Actually, millions of people — those with chronic medical conditions or other illnesses — are more frustrated than her. [And, I’ll point out, if the high price is so damn frustrating to her, she has the power as CEO to lower the price. Probably didn’t occur to her. – LG]
Despite Mylan’s offer Thursday of discount coupons for some EpiPen users, the only system at work here is a cash-fat industry routinely preying on sick people. It’s a system that the drug industry will do whatever’s necessary to protect.
Of roughly $250 million raised for and against 17 ballot measures coming before California voters in November, more than a quarter of that amount — about $70 million — has been contributed by deep-pocketed drug companies to defeat the state’s Drug Price Relief Act.
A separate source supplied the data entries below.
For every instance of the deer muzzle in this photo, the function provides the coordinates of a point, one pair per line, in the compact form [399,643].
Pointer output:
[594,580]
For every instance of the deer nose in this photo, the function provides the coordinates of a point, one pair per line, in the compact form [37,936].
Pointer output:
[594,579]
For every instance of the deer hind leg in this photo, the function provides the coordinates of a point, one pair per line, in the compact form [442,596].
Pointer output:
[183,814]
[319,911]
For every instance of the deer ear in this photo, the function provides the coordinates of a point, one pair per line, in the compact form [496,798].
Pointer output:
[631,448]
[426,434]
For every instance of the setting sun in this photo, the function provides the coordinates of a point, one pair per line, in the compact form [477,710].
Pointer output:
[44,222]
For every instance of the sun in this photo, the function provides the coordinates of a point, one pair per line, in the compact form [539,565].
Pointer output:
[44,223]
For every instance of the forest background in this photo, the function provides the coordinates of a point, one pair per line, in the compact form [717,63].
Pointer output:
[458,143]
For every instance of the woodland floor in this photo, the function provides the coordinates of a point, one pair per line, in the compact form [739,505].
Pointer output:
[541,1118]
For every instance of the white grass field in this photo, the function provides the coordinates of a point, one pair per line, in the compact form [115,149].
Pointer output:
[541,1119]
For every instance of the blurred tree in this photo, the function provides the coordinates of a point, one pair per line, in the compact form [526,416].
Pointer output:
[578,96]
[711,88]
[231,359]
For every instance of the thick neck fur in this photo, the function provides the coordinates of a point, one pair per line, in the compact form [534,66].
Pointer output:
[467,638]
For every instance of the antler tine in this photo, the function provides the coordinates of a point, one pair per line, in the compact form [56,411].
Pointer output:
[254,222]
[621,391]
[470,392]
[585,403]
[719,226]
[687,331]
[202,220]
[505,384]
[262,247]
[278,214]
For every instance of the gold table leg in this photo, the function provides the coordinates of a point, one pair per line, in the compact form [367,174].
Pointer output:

Contributions aimed at killing the initiative are on track to be the most raised involving a single ballot measure since 2001, the earliest year for which online data are available, according to MapLight, a nonpartisan organization that tracks money in politics.
The Drug Price Relief Act would make prescription drugs more affordable for people in Medi-Cal and other state programs by requiring that California pay no more than what’s paid for the same drugs by the U.S. Department of Veterans Affairs. It would, in other words, protect state taxpayers from being ripped off.
Industry donations to crush the Drug Price Relief Act “will top $100 million by the election, I’m quite certain of it,” said Michael Weinstein, president of the AIDS Healthcare Foundation and a leading backer of the state measure, also known as Proposition 61. “They see this as the apocalypse for their business model.”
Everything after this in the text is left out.